Saturday, July 01, 2006

UI Keyholes

Way back in 2003 I went to the Software Development Expo out in Santa Clara.  I met Josh there and saw a bunch of amazing folks like Steve McConnell talk. 

One of speakers I saw was Scott Meyers, author of the great work Effective C++, who gave a couple amazing presentations, one of which was on keyholes in software design.  Keyholes are poorly thought bits and pieces which badly limit your view into what’s really going on, or limit your ability to effective accomplish the task at hand.

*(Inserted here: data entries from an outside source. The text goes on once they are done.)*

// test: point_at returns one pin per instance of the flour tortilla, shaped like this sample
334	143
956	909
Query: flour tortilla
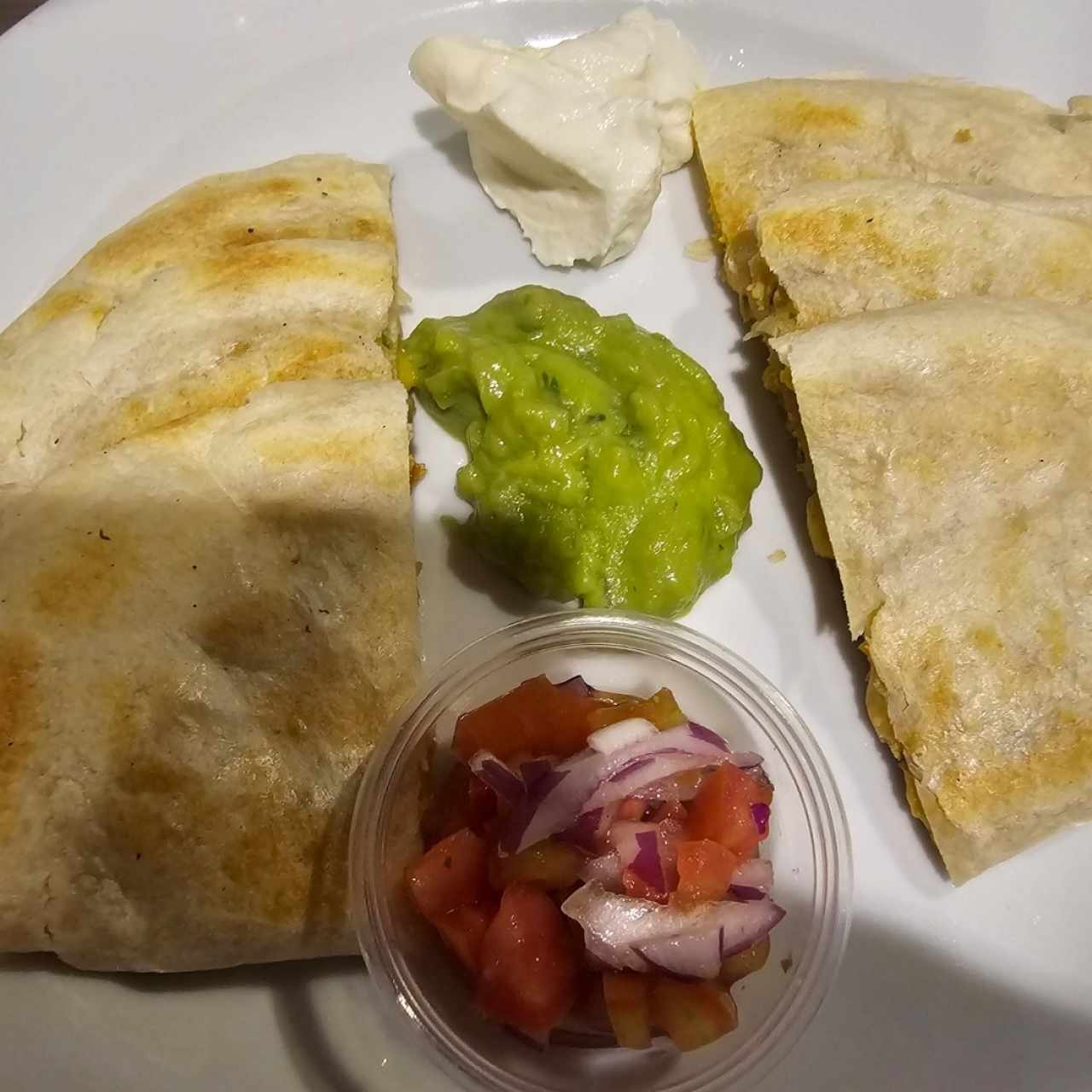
951	448
284	272
838	248
759	140
202	632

A prime example are dialog boxes or windows which aren’t resizable, thereby making you do a whole lot of scrolling manually via scrollbars  To wit, the Select Subfoolders dialog in Microsoft’s nice-in-concept SyncToy for XP which lets you sync up two folders on disparate systems. 

The amount of manual scrolling I have to do sucks, quite frankly.  It would be very nice to be able to get this window wider, but no, I’m not offered that option.  Grrrrrr.

Do your users a favor.  Avoid these kinds of silly, annoying restrictions.

2 comments:

Unknown said...

I see dead people... ooops... I mean: I see keyholes everywhere.

That's what happens to anyone who has spent a day listening to Scott...

See: http://ddossot.blogspot.com/2005/06/dog-called-rover.html

Jim Holmes said...

Thanks very much for pointing out your blog post, David!

Yes, keyholes are really, REALLY annoying and just plain stupid.